Rondell Yokenya Baker, 30, of Bakersfield, California, and Amelia Raymonique Adams, 24, of Las Vegas, Nevada, were bound over to District Court March 11 after Circuit Judge Paul Phillips found probable cause to suspect them of three counts of possession with intent to deliver involving cocaine, meth and fentanyl, as well as three counts of possession involving three drugs.

Also found in the car were about 2.3 ounces of cocaine, according to an affidavit of probable cause.

They were pulled over at about 10:30 p.m. when a sheriff’s deputy clocked them going 57 mph in a 45 mph zone. A drug dog indicated drugs were inside the vehicle.

The drugs — all in vacuum sealed food saver bags — were found in backpacks in the rear of the vehicle.

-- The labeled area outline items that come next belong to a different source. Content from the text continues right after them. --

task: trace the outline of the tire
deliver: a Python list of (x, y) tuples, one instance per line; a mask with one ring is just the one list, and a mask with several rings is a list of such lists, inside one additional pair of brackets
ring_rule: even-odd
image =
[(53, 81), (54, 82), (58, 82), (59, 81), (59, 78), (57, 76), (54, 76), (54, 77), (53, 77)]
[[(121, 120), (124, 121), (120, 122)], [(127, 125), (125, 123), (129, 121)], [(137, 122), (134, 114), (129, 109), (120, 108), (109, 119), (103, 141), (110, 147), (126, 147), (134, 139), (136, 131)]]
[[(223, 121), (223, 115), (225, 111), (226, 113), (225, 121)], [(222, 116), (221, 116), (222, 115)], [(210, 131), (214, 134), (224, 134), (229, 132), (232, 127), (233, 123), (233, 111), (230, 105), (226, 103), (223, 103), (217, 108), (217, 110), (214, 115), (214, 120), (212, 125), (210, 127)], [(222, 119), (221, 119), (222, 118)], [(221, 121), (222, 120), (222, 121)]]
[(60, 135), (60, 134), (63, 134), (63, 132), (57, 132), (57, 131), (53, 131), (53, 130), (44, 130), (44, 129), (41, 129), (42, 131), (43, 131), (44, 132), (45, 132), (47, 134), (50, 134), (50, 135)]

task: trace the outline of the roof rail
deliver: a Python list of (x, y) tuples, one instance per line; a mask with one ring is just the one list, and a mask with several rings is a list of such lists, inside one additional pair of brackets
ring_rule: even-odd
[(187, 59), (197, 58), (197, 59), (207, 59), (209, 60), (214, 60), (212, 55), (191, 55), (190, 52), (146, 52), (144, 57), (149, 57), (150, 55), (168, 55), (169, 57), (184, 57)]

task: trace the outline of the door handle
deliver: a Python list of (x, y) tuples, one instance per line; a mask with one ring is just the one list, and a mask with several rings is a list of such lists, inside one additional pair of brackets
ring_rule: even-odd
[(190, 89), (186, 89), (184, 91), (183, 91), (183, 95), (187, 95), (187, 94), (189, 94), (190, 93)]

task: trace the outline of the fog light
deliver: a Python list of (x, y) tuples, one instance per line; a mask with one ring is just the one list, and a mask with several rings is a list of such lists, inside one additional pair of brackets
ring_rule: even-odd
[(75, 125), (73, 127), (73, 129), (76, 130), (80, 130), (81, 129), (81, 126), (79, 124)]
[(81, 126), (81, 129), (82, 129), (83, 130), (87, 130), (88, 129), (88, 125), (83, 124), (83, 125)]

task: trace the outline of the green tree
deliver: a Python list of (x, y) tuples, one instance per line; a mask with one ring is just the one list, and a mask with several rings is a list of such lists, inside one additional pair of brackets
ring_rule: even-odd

Louey Williams with the Wyoming Division of Criminal Investigation said the amount of drugs found was significant. The street price of meth in Gillette when divided in smaller sale amounts would put the meth at about $50,000 a pound and the fentanyl at about a total of $27,000, he said.

Possession with intent to deliver carries a maximum penalty of up to 20 years in prison and a $25,000 fine. The maximum penalty of possession is seven years in prison and a $15,000 fine.

Baker is scheduled for his arraignment in District Court on March 30 and Adams on March 31. Both remain in the Campbell County jail.